‘Whether you’re listening or not, Australia is a nation of white privilege‘, The Conversation, 17 November 2015
The author is a Kamilaroi man who has recently returned from travelling overseas for work. This article received more than 200 comments of varied quality.
It doesn’t take long as an Indigenous Australian returning from overseas to be reminded that we are a nation of white privilege. Examples of such privilege include people being able to experience the following:
- assume that most of the people you or your children study in history classes and textbooks will be of the same race, gender or sexual orientation as you are;
- assume that your failures will not be attributed to your race or gender; and
- not have to think about your race, gender, sexual orientation or disabilities on a daily basis.

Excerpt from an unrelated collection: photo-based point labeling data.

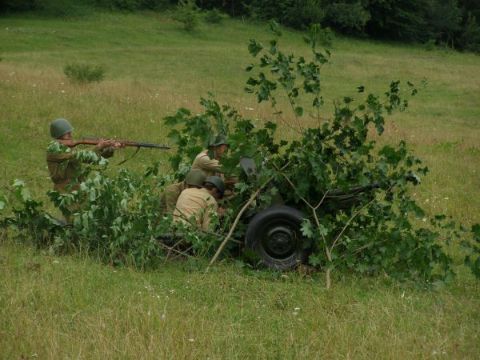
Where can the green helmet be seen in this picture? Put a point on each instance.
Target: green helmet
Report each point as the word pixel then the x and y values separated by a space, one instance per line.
pixel 195 177
pixel 217 182
pixel 60 127
pixel 220 139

The author offers a number of examples, one of the most telling of which is a comparison of flight safety videos for Australian, American and New Zealand airlines. The Australian one shows exclusively white, Anglo-looking staff. This image has clearly resonated overseas.
Everywhere we travel overseas as a family we are asked our ethnicity. Whether in Europe, the US or elsewhere, people are generally shocked to find out we are Indigenous Australians. Why? Because they had no idea black people, let alone Indigenous black people, come from Australia.
Australia is known exclusively as a country of white people. Could you imagine thinking of New Zealand without any idea that Māori people existed, or the US without black people or Native Americans?
The author concludes with a telling statistic from 2007. Would it be better or worse today?
The greatest demonstration of white privilege is that Australia consistently ranks near the top in the annual United Nations Human Development Index – which measures health, economic well-being and life expectancy.
But if Australia’s Indigenous population were to be ranked separately, it would come 100th out of nearly 200 nations. In other words, Australia is one of the richest Western countries in the world built on an industry of mining from the lands of Aboriginal people who remain living in third-world poverty.